How the sausage is made, part 3: Confessions of a traumatized graphic designer

On the last day of Kuviasungnerk, the College’s winter festival, students strip down to their underwear—or less—and run from Harper Library to Hull Gate (about a quarter of a mile). It’s a classic photo op, and both newspapers and TV stations cover it every year.

But the Polar Bear runners are, by definition, young students (if a professor has ever done it, we are unfortunately unaware) and the University of Chicago Magazine has to maintain a certain standard of decorum.

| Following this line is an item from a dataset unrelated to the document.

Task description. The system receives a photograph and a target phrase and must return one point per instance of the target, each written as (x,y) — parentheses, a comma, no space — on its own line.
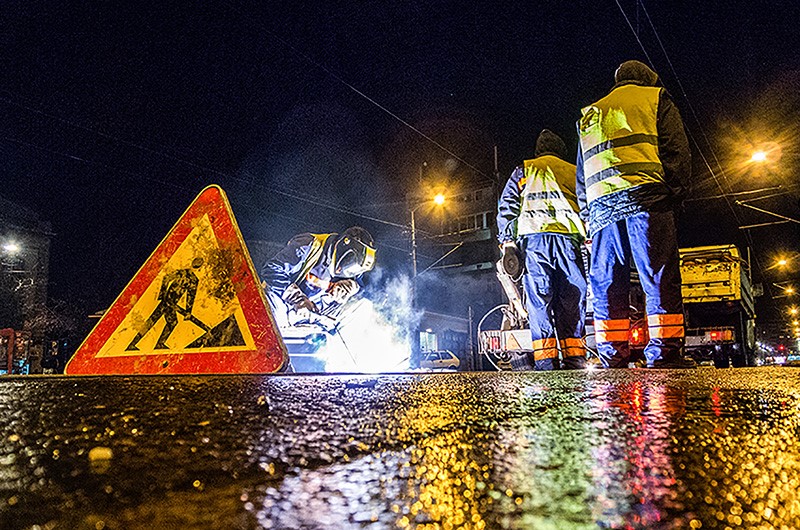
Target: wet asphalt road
(699,448)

That’s where graphic design comes in.

A former Magazine designer, who asked to remain anonymous out of her own sense of decorum, spoke about the fateful day in 2004 when she was given the Polar Bear Run assignment.

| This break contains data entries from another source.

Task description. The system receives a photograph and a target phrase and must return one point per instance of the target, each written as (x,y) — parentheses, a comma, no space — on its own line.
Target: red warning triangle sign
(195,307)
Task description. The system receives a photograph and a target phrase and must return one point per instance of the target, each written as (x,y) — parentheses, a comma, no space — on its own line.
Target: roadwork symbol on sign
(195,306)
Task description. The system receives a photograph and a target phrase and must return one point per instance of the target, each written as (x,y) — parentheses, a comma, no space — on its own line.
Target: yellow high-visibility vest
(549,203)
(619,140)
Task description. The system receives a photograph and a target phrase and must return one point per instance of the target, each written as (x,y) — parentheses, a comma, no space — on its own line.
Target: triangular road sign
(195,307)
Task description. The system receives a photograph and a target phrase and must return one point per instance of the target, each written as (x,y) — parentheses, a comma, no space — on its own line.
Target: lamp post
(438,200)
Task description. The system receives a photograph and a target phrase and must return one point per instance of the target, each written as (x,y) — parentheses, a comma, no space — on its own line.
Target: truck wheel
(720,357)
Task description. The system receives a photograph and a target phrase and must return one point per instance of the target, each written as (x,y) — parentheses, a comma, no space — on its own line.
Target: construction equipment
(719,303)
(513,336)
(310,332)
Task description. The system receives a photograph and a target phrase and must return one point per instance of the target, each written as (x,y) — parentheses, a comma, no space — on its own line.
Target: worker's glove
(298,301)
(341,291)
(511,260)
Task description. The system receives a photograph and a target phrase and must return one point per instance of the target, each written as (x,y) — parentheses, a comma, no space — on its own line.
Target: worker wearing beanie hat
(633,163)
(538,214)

I was asked to hide the unmentionables using Photoshop®. I suppose I could have used digital pixilation, but I decided just to go with black boxes.

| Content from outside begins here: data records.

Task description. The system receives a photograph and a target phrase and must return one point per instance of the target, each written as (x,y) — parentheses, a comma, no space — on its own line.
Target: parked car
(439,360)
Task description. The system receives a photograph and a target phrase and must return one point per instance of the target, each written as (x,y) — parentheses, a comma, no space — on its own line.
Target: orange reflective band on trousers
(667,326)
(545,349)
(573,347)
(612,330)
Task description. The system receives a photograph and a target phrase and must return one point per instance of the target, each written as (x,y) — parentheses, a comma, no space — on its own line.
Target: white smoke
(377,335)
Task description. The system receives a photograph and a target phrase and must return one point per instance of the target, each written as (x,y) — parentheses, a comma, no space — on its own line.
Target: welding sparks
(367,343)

It raised all kinds of difficult aesthetic and ethical questions, though. Do I go with a dainty black box? In that case, what does that imply about the size of what I’m hiding? So in the end I decided to go with gratuitously large boxes.

If you look at the photos, they just look terrible. They look like a CIA document released under the Freedom of Information Act. It’s not done artfully at all.

And you know, graphic designers don’t have petite monitors. We have huge screens so we can see everything. It was definitely a case of NSFW (not safe for work), except that it was my work. I hope I’ll never have to do it again.